Antonio Gaudí: fachada lateral -la única original del templo expiatorio de la Sagrada Familia, de Barcelona. Último cuarto del siglo XIX - primer cuarto del siglo XX
Retablo de la Virgen de la candelaria, en alabastro, de la basílica gótica de la Virgen María de Castelló de Ampurias (Gerona). Siglos XV- XVIII
Retablo: palabra compuesta de origen latino que significa detrás del mostrador (el altar) o de las tablas pintadas colgadas de la escenografía que constituye un retablo.
En cualquier caso, un retablo es un gran decorado ante el que acontece un ritual o un espectáculo, ya sea en cultos paganos o cristianos.
Un retablo simula una fachada de un templo, o una tela tendida.
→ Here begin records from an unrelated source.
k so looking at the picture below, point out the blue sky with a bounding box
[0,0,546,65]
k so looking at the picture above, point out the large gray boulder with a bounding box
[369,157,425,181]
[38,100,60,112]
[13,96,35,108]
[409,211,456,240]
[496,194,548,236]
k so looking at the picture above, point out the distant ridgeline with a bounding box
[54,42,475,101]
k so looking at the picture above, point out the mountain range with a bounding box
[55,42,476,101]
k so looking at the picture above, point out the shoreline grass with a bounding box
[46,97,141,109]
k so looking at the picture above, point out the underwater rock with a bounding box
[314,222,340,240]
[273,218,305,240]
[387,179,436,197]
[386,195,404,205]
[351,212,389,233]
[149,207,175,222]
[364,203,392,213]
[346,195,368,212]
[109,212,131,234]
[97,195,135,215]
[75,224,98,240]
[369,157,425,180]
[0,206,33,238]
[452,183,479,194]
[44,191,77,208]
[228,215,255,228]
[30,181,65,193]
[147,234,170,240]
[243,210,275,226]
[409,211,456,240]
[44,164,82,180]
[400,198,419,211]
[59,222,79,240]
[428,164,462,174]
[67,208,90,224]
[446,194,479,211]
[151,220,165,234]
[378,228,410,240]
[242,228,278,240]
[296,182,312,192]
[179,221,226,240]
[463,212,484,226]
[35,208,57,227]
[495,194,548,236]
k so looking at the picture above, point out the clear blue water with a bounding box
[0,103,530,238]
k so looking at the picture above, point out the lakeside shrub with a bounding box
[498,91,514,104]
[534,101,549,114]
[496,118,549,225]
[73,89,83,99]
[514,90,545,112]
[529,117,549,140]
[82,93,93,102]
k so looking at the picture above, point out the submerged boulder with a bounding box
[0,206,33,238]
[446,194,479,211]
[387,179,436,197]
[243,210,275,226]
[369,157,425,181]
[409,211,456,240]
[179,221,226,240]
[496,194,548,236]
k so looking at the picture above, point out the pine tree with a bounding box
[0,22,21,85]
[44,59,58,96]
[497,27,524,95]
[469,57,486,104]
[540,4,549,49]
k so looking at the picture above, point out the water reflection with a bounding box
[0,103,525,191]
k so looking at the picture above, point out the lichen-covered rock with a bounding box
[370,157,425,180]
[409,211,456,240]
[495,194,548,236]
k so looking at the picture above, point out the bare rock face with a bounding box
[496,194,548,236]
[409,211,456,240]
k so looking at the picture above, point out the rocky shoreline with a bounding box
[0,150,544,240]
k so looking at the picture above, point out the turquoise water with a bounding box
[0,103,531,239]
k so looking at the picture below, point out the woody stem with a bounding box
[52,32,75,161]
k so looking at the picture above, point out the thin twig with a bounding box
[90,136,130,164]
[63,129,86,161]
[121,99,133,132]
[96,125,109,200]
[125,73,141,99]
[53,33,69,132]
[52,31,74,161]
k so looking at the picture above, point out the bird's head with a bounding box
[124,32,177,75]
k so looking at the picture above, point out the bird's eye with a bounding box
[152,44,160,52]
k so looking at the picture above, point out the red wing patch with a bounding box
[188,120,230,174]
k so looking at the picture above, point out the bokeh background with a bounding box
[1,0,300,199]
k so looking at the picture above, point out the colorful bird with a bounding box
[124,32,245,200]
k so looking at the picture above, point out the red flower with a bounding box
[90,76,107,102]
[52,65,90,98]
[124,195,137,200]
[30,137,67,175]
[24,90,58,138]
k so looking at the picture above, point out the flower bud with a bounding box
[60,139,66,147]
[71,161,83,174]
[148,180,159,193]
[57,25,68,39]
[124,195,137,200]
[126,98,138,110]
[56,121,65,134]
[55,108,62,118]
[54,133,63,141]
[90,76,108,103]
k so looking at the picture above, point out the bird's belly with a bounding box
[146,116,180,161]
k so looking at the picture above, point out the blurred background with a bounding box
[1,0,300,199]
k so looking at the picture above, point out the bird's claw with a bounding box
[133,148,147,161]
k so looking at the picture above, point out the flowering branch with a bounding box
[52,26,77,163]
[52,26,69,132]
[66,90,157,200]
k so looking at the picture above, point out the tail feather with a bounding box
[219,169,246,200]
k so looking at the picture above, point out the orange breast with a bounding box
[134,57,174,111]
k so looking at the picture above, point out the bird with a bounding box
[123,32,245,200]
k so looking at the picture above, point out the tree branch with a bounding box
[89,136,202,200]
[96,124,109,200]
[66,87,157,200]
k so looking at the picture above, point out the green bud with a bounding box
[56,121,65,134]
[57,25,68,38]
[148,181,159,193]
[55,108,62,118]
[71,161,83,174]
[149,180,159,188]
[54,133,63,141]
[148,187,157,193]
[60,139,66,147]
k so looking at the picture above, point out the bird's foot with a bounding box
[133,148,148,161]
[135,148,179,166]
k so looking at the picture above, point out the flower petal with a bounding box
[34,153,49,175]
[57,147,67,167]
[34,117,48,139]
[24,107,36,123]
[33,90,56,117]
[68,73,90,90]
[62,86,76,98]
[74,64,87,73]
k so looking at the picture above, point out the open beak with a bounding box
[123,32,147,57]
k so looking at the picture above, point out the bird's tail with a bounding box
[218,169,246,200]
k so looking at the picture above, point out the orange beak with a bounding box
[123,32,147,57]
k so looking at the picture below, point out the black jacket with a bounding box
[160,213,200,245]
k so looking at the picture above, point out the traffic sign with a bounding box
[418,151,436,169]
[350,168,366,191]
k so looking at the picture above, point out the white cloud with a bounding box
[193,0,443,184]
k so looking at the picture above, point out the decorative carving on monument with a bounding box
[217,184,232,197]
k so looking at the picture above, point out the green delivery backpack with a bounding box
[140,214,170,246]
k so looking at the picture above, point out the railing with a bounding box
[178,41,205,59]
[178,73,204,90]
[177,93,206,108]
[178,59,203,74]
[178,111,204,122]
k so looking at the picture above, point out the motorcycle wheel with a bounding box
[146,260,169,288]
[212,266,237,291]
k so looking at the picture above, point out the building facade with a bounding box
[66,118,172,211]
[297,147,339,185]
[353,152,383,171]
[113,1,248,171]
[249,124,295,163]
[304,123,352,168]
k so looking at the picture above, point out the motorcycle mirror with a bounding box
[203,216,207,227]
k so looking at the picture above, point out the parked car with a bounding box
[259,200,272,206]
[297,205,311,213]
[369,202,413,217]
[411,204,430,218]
Aunque tenga cuerpo no encapsula ningún espacio interior. Es una estructura que existe para ser contemplada desde la distancia, se ubique en un espacio interior (que simboliza el mundo), como una iglesia, o al exterior. El retablo instaura un espacio sagrado que permite que los poderes invisibles se muestren y que los humanos, sacerdote mediante, comulguen con aquéllos. Un retablo, pues, abre un espacio de encuentro y de comunicación. No requiere ser penetrado: la comunión acontece ante aquél. Como una aparición deslumbrante, el retablo extiende sus alas laterales para acoger a la comunidad. Funda un lugar donde las voces discordantes se armonicen en un mismo canto.
NB: El paralelismo entre ambas obras ha sido postulado desde mediados de los años sesenta, especialmente perceptible, cuando el templo aún no cargaba con los añadidos actuales.